Why Do I Need A Softener?
Even if your water is safe to drink, there are all kinds of reasons to make sure you have soft water. From pipes to dishes to laundry to your bath or shower, soft water makes a huge -- and often cost-saving -- difference.

Most water contains more than water.

Almost all of the water found in the U.S. is hard water. Hard water is water that is contaminated with dissolved minerals – like calcium, magnesium, sulfur, iron, lead and limestone – that can have a negative impact on you, your household and your pocketbook. Depending on where you live, contaminants from sewage, industrial waste and agricultural run-off can also seep into your water supply.

Hard water produces scale.

If there are stains or buildup on your sinks and bathtubs … if you have to use large amounts of soap to clean dishes or wash your hair … or if your water tastes or smells odd, you probably have hard water. If left untreated, the minerals in hard water will cause yellow stains on plumbing fixtures and be deposited as scale, eventually clogging plumbing and shortening the life of appliances like washing machines, water heaters and dishwashers. Scale deposits not only cut down on the efficiency of these appliances, they cost you money, increasing both energy and maintenance bills.

Water softeners eliminate the effects of hard water.

They “soften” the water by removing the calcium and magnesium found there, extending the useful life of water heaters, washing machines, dishwashers, coffeemakers, humidifiers and household plumbing systems by as much as 30%.

Soft water makes a difference you can feel and see, all over the house.

In the Bathroom: Your soap and shampoo will lather better. Your hair and skin will feel noticeably cleaner, softer, and not as dry. And there will be no soap scum or mineral deposits to clean off sinks, showers, tubs and toilets.

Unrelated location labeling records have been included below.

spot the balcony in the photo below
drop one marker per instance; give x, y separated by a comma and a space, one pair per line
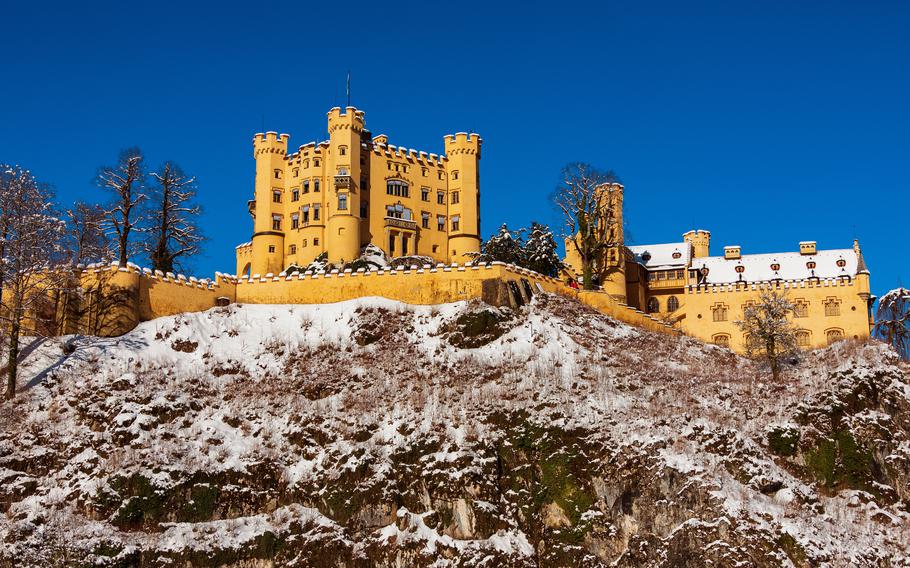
401, 223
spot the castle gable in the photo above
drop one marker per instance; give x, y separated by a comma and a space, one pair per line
779, 266
662, 256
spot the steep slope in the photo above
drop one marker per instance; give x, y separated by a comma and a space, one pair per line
371, 433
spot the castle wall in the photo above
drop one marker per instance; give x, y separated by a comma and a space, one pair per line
346, 178
698, 306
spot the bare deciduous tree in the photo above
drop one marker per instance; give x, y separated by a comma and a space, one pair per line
31, 244
586, 199
86, 240
892, 320
173, 233
126, 182
769, 333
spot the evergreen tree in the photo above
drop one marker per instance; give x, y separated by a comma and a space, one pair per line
540, 251
505, 246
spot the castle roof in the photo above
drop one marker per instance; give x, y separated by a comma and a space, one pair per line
789, 266
661, 256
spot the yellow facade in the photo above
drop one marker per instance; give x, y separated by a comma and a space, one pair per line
354, 189
703, 296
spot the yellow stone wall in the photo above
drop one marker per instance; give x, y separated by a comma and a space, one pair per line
852, 321
356, 167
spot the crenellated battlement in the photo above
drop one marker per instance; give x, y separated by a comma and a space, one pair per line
463, 143
349, 118
270, 143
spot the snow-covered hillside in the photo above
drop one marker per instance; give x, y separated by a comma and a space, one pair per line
372, 433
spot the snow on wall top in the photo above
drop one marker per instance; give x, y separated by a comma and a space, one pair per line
659, 256
780, 266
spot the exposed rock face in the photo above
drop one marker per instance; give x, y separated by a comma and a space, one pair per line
375, 434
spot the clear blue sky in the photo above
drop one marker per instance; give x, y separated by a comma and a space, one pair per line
767, 123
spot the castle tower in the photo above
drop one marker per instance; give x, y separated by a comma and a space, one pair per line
700, 241
343, 197
463, 169
269, 150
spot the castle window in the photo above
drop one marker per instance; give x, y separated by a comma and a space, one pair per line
397, 188
719, 312
834, 335
653, 305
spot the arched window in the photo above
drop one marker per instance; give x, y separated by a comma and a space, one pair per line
834, 335
653, 305
719, 312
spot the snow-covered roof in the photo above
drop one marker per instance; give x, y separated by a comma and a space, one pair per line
790, 266
667, 255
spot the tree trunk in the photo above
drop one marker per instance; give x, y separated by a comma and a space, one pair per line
13, 360
588, 275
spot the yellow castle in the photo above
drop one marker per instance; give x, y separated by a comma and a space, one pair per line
354, 189
703, 296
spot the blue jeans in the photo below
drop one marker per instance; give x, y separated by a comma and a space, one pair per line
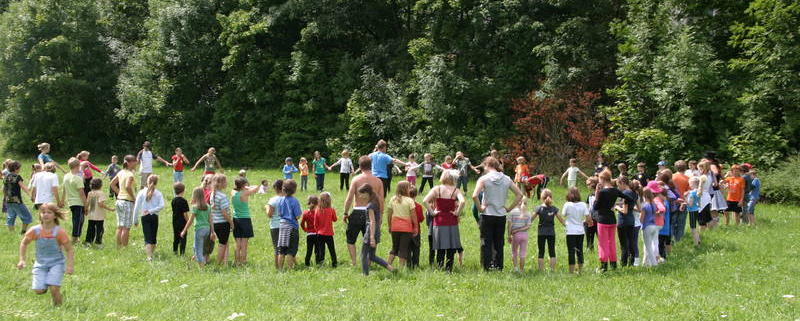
177, 177
462, 181
199, 241
679, 225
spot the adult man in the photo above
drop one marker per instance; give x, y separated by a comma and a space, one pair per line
462, 164
357, 220
382, 164
495, 186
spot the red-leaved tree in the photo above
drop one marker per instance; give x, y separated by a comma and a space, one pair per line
551, 129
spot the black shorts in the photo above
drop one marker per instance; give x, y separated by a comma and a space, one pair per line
242, 228
401, 244
223, 231
150, 228
734, 207
357, 223
274, 232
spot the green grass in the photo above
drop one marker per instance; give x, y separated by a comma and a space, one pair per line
739, 273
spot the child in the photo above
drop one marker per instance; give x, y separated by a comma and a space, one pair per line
149, 202
51, 242
402, 222
547, 233
577, 214
345, 169
203, 227
323, 221
307, 224
521, 173
242, 224
288, 238
372, 236
221, 216
736, 185
75, 197
572, 174
123, 185
177, 172
12, 194
288, 168
519, 221
692, 198
180, 215
264, 188
303, 165
411, 171
210, 161
44, 157
111, 171
96, 213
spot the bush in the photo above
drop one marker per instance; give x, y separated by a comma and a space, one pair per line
781, 184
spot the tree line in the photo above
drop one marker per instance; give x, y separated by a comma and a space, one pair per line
265, 79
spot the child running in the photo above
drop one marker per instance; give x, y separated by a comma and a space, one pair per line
96, 213
51, 242
149, 202
203, 227
242, 223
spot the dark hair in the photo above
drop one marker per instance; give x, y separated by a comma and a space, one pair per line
178, 188
289, 187
573, 195
239, 183
96, 183
365, 163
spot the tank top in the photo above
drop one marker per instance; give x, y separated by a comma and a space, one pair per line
446, 208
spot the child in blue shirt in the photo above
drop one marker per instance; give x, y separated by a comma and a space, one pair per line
289, 168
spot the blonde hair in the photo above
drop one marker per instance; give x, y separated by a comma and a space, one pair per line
152, 182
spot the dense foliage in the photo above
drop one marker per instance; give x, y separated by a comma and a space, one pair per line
265, 79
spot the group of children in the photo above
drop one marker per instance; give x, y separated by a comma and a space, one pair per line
626, 205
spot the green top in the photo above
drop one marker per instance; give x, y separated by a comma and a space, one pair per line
200, 218
240, 209
319, 165
73, 184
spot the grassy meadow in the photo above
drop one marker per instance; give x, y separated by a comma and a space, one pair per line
739, 273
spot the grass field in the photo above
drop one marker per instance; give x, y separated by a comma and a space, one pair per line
739, 273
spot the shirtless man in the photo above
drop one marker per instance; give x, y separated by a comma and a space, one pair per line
357, 220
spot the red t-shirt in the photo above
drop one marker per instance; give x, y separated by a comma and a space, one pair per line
177, 163
307, 222
323, 219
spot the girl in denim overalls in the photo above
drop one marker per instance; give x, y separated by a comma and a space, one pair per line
49, 269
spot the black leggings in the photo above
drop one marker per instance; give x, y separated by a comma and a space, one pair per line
422, 185
178, 242
551, 245
344, 181
440, 255
322, 241
575, 248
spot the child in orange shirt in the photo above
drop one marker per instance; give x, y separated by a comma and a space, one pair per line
735, 184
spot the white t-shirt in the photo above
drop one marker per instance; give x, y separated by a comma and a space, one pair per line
572, 173
146, 159
44, 183
575, 213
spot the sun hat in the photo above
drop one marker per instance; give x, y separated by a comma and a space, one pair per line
654, 187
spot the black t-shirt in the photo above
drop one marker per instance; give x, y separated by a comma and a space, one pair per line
11, 186
179, 207
604, 204
546, 216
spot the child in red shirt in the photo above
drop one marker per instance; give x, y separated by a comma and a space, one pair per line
323, 219
307, 224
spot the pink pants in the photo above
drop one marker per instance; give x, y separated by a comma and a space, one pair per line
607, 242
519, 246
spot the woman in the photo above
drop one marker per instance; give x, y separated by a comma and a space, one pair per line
606, 196
445, 202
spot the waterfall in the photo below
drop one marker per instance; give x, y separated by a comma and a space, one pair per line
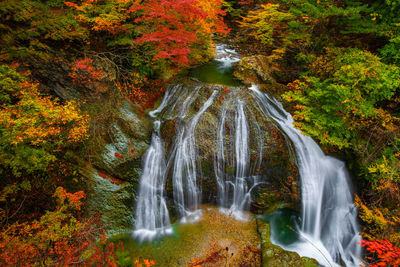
152, 217
186, 191
329, 229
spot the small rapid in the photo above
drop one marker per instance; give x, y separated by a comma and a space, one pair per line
223, 130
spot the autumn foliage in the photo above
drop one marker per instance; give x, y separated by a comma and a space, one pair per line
387, 254
177, 26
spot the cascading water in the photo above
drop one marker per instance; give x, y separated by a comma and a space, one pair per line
236, 147
152, 217
329, 228
186, 191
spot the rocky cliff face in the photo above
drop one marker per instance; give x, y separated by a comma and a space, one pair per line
120, 134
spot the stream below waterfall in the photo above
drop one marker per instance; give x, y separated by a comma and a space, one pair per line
211, 143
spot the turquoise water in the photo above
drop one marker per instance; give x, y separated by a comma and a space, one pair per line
283, 225
215, 72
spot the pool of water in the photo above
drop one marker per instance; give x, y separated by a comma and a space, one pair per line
215, 240
215, 72
283, 224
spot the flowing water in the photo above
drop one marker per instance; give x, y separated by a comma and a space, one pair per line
213, 127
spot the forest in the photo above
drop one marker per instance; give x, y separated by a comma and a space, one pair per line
68, 68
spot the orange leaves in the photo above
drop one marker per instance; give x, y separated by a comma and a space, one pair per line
83, 72
177, 25
146, 263
387, 253
117, 155
37, 120
74, 200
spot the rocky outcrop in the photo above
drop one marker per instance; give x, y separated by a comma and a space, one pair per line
273, 255
112, 180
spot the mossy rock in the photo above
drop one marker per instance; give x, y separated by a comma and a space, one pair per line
113, 200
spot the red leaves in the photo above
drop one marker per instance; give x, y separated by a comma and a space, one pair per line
386, 252
177, 25
117, 155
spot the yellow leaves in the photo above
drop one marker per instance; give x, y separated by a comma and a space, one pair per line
37, 120
372, 216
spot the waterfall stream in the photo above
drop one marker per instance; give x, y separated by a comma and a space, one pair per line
328, 231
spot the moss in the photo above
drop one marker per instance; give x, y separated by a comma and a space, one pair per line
273, 255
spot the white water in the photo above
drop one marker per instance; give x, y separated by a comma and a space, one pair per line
329, 230
186, 192
152, 217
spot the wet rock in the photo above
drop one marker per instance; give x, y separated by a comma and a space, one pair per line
273, 255
256, 68
111, 199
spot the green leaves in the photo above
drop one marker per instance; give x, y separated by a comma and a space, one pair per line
336, 109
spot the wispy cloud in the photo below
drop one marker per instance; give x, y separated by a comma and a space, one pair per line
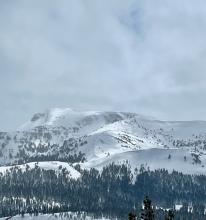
144, 56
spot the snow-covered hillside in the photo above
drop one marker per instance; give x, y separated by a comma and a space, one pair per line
63, 216
95, 139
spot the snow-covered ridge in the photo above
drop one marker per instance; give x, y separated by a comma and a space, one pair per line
45, 165
106, 137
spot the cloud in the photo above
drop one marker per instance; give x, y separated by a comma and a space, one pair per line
142, 56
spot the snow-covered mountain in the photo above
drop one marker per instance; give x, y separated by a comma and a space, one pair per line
95, 139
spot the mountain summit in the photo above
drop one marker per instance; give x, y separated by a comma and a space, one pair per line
96, 139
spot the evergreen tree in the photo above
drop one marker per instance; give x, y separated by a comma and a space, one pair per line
147, 212
170, 215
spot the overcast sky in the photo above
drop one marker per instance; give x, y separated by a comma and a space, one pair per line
142, 56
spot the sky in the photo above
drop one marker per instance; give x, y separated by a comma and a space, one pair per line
141, 56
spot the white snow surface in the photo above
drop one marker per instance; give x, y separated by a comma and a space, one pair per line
117, 137
50, 165
62, 216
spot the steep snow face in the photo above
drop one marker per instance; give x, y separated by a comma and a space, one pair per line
106, 137
62, 216
68, 118
50, 165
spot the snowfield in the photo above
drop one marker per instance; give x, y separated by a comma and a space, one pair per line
51, 165
106, 137
66, 216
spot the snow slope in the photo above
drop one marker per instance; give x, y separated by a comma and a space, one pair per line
106, 137
63, 216
50, 165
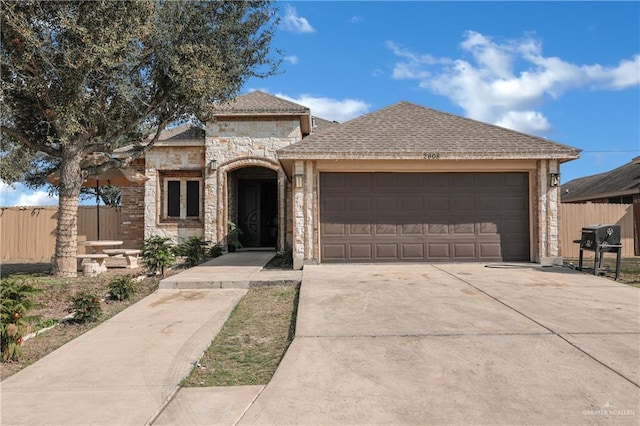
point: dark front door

In the Laundry: Clothes will be softer, cleaner, whiter and brighter. Plus they will last longer. Using soft water and pure soap products increases the life of clothing, towels and linens up to 33%. Without hard water service issues, washing machines last longer, too.

In the Kitchen: Dishes will clean up more easily, and be spot free, without the gray film glasses get when etched by mineral-laden water. Plus hands will feel softer and look better.

Throughout the House: Water-using appliances will last longer and run better. Why? Because hot water heaters, washing machines and dishwashers used with hard water can wear out 30% faster.

Soft water can save you thousands of dollars.

Over time, soft water savings can really add up. For instance, conditioned water not only delivers greater washing power, it reduces the amount of soap you need to use by up to 70%. Soft water can reduce the bill for cleaning products in general by up to 65%. It can also eliminate extra rinse cycles and hot water. A related advantage is that using less detergent, household cleaners and chemicals is better for the environment.

How Does A Water Softener Work?

Softening water is a 4-step process.

  1. The body of a water softener is a tank filled with resin beads. These beads are covered with sodium ions. As hard water passes through, the resin beads act like a magnet, attracting the calcium and magnesium ions (hardness) in exchange for the sodium ions.
  2. Eventually the resin beads become saturated with mineral ions and have to be “re-charged.” This process is called regeneration, and is conducted by the control valve on the top of the tank. The control valve is the brain of the system.
  3. During regeneration, a strong brine solution is flushed through the resin tank, bathing the resin beads in a stream of sodium ions which replace the accumulated calcium and magnesium ions (hardness).
  4. The brine solution, carrying the displaced calcium and magnesium ions, is then flushed down the drain by fresh water. The regenerated resin beads can be used again and again.

How Does A Water Softener Work

Graphic 1 Water Cycle

Water can be considered a universal solvent. As it passes from liquid to vapor and back again to liquid in its natural cycle, it has a tendency to dissolve everything it touches.

In the air, water vapor can mix with sulfur from smokestacks, forming an acid which will eventually fall back to earth as rain, sleet, hail or snow.

As water passes through the surface of the earth to the water tables below, it dissolves minerals and other substances it may encounter, including PCBs, bacteria, fertilizers and insecticides.

Even after reaching a home, water can continue to dissolve such things as lead from the solder in plumbing pipes.

Pipe Buildup

Hard water produces a scaly buildup which can clog pipes and appliances.

Hard Water Sink Stains

Hard water can cause yellowish stains on toilets, bathroom fixtures and clothing making them much harder to clean. Hard water can also cause skin irritation.


A water softener in your home will make you feel better bathing, improve the taste of water, and allow soaps and detergents to clean better.


With softened water, soaps lather better and clean more completely.  Water spotting completely stops, too.